The paper presents a novel conditional permutation test that accounts for confounders by permuting data non-uniformly, along with an efficient MCMC implementation and theoretical bounds on Type I error inflation.

Findings

The test effectively controls Type I error under approximation errors.

Experimental validation shows accurate independence testing on simulated and real data.
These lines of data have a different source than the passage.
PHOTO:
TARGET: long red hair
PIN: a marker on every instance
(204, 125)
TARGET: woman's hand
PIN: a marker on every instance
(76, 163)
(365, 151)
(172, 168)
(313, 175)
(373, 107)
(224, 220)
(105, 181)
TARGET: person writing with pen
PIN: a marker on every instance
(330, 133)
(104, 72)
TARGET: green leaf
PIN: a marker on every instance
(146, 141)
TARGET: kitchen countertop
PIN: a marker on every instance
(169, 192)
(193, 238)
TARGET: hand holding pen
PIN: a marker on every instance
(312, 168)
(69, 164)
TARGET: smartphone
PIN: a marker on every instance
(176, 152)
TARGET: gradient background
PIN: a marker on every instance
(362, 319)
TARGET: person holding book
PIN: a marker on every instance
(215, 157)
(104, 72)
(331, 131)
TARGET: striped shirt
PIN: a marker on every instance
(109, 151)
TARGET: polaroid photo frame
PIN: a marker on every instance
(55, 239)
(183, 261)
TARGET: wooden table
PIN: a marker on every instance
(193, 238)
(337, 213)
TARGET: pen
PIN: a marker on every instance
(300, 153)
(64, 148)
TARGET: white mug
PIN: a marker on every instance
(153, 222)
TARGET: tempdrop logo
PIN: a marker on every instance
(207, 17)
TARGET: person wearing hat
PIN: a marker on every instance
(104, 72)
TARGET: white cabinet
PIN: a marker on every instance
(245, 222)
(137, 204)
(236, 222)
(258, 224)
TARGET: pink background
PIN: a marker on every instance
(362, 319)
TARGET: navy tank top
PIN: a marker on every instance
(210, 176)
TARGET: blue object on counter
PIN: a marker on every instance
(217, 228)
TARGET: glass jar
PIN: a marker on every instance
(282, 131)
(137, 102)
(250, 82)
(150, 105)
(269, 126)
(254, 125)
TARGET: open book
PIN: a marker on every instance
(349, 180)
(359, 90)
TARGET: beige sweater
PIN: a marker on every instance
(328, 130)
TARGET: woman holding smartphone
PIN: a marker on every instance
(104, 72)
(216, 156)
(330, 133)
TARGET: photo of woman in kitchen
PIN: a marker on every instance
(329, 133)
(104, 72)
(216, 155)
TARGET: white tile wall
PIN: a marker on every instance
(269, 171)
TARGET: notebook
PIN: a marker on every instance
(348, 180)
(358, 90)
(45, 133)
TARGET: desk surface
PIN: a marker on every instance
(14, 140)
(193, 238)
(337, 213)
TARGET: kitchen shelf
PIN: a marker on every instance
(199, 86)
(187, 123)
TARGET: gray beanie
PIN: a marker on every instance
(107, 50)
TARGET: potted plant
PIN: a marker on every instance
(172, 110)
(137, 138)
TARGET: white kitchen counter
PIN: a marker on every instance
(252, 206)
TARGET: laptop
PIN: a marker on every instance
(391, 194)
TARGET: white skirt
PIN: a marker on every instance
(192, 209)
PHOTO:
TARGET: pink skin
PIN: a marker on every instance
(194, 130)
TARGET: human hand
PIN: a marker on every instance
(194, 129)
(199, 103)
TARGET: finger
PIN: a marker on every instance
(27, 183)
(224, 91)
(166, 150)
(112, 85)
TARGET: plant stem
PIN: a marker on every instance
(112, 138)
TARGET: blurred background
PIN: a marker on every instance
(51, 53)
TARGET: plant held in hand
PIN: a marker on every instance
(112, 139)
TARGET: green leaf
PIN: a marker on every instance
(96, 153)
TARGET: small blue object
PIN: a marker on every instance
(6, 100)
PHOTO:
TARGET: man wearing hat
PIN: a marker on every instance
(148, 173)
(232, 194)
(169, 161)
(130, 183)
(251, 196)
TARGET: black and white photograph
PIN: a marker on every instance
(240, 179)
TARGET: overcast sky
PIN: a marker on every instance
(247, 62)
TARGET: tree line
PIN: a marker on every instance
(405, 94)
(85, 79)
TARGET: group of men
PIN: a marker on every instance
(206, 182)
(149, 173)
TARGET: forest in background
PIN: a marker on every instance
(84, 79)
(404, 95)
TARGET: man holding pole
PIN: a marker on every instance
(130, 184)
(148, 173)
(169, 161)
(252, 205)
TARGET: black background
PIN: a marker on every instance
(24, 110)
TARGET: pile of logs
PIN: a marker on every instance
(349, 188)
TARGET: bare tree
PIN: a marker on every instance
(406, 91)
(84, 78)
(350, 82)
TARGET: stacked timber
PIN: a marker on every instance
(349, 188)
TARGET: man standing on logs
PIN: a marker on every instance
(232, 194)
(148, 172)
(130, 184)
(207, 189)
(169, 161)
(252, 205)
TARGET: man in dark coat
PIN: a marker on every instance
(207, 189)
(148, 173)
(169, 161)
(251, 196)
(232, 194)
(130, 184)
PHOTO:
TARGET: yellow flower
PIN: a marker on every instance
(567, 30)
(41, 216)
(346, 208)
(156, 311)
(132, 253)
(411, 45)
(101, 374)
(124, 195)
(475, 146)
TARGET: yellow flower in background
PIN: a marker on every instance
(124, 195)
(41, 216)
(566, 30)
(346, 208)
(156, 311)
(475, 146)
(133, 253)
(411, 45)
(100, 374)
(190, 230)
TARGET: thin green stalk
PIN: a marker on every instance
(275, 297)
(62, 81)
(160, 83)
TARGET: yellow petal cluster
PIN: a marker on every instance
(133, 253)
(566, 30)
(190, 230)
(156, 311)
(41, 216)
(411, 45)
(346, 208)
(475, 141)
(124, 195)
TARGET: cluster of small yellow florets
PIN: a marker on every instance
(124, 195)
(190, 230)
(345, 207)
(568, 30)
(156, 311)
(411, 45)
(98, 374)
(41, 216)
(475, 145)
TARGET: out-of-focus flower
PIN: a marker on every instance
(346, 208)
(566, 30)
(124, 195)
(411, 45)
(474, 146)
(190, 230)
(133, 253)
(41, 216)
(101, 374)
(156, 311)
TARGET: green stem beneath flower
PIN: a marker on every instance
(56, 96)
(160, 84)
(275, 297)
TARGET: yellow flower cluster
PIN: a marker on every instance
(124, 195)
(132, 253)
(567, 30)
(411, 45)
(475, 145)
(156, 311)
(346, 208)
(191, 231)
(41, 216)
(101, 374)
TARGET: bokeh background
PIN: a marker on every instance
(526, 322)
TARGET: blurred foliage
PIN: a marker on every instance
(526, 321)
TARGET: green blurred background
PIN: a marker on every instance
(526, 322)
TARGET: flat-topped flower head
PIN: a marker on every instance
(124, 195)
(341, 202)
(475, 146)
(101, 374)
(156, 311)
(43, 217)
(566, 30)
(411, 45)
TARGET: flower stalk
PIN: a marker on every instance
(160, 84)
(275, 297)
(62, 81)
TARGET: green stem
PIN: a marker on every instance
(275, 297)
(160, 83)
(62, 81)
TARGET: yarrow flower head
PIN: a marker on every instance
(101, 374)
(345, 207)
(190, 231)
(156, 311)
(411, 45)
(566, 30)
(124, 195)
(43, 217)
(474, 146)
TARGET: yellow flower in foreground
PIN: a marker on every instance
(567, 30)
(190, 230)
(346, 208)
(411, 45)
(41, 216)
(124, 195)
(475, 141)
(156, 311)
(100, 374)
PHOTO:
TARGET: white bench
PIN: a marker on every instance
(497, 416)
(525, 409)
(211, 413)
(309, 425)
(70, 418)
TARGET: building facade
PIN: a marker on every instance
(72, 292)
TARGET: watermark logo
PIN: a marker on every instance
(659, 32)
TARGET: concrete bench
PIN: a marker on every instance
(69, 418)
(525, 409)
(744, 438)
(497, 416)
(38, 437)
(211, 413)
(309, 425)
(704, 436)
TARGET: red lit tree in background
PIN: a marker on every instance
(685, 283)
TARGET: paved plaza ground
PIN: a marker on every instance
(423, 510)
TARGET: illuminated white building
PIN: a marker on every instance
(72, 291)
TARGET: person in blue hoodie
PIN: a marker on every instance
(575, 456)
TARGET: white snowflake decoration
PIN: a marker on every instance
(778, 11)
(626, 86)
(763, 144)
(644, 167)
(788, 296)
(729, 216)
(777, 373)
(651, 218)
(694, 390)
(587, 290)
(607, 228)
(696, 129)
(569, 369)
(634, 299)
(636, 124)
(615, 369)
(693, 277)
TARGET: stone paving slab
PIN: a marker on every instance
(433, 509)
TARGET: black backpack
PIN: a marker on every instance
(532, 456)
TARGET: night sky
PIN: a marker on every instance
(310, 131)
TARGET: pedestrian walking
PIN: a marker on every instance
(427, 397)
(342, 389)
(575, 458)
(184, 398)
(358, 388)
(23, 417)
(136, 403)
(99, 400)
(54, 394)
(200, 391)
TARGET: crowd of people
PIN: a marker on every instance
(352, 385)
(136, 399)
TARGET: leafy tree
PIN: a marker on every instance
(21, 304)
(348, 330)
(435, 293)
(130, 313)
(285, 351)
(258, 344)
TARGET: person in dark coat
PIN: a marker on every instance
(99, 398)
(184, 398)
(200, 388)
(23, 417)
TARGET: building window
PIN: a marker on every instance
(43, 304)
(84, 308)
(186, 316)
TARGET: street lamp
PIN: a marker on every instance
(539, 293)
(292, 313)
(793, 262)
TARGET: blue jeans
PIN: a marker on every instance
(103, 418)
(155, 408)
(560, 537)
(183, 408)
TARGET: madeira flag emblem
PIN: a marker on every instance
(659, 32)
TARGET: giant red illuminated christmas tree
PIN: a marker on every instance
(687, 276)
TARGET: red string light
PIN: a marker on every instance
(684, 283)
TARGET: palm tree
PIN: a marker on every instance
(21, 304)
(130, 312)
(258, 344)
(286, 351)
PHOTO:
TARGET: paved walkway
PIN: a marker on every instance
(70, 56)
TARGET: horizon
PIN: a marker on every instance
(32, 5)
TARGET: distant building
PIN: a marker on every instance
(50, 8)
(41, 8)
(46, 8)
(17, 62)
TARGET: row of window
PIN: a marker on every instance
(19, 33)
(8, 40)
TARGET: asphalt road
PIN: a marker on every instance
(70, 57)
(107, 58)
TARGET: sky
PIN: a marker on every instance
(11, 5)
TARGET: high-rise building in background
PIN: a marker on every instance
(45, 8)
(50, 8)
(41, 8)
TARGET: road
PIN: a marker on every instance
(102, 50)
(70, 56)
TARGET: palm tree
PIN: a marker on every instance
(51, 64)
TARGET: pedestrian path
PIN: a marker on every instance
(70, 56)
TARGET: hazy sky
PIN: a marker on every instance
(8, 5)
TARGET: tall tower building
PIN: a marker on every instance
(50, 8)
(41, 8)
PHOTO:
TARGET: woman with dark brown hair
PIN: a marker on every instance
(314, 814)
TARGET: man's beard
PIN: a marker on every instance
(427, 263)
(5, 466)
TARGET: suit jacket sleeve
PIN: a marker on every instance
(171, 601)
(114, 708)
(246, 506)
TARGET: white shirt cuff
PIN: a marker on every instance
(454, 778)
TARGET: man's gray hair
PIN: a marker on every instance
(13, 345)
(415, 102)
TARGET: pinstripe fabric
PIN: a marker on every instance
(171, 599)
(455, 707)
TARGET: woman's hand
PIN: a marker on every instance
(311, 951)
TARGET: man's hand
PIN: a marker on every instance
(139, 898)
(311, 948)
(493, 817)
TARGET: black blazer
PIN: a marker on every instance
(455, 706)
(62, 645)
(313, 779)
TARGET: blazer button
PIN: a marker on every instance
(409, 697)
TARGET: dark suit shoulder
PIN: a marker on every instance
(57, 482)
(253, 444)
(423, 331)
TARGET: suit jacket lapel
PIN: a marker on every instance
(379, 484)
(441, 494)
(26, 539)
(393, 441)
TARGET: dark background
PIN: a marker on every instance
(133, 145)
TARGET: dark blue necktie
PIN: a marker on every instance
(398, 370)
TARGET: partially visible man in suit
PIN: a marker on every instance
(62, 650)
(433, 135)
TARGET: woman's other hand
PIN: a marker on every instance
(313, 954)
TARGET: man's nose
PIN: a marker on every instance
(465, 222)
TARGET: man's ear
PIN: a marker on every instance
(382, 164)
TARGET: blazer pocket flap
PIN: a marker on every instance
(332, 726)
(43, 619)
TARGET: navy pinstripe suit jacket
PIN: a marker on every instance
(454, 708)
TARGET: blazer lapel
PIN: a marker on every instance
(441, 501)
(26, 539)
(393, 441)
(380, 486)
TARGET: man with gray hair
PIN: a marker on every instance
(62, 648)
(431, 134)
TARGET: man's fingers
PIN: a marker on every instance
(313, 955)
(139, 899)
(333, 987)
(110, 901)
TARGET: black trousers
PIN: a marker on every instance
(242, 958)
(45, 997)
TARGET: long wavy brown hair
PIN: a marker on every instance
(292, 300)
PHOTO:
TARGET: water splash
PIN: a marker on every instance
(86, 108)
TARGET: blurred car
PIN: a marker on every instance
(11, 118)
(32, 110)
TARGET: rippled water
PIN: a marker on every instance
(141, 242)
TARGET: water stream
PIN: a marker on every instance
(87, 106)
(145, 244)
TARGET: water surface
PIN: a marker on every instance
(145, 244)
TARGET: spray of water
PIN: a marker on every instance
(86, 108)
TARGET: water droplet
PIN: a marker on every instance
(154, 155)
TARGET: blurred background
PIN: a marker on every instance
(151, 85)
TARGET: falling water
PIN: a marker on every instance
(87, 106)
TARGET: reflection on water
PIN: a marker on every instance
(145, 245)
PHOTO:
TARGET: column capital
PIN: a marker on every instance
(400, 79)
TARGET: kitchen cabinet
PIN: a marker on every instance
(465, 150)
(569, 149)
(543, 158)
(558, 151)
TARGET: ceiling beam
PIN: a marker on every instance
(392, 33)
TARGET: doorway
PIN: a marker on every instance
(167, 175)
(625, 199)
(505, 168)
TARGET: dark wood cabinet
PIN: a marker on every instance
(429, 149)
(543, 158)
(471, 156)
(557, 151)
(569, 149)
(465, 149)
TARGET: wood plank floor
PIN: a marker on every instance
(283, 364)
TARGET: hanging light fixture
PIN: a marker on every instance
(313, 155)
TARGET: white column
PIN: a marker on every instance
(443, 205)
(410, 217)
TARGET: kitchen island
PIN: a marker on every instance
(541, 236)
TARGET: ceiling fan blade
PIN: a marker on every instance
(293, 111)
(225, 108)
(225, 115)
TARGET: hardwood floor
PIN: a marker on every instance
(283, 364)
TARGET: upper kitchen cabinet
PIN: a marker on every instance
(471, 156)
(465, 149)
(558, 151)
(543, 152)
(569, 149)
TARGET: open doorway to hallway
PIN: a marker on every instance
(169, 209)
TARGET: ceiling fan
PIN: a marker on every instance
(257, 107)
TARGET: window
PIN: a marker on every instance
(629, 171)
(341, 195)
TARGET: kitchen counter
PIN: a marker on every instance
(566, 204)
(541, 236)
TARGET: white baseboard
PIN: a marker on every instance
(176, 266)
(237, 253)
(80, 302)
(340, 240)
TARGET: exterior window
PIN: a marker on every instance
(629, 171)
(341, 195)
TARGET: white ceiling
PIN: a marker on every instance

The method outperforms traditional tests in high-dimensional confounding scenarios.

Abstract

We propose a general new method, the conditional permutation test, for testing the conditional independence of variables $X$ and $Y$ given a potentially high-dimensional random vector $Z$ that may contain confounding factors. The proposed test permutes entries of $X$ non-uniformly, so as to respect the existing dependence between $X$ and $Z$ and thus account for the presence of these confounders. Like the conditional randomization test of Cand\`es et al. (2018), our test relies on the availability of an approximation to the distribution of $X \mid Z$. While Cand\`es et al. (2018)'s test uses this estimate to draw new $X$ values, for our test we use this approximation to design an appropriate non-uniform distribution on permutations of the $X$ values already seen in the true data. We provide an efficient Markov Chain Monte Carlo sampler for the implementation of our method, and establish bounds on the Type I error in terms of the error in the approximation of the conditional distribution of $X\mid Z$, finding that, for the worst case test statistic, the inflation in Type I error of the conditional permutation test is no larger than that of the conditional randomization test. We validate these theoretical results with experiments on simulated data and on the Capital Bikeshare data set.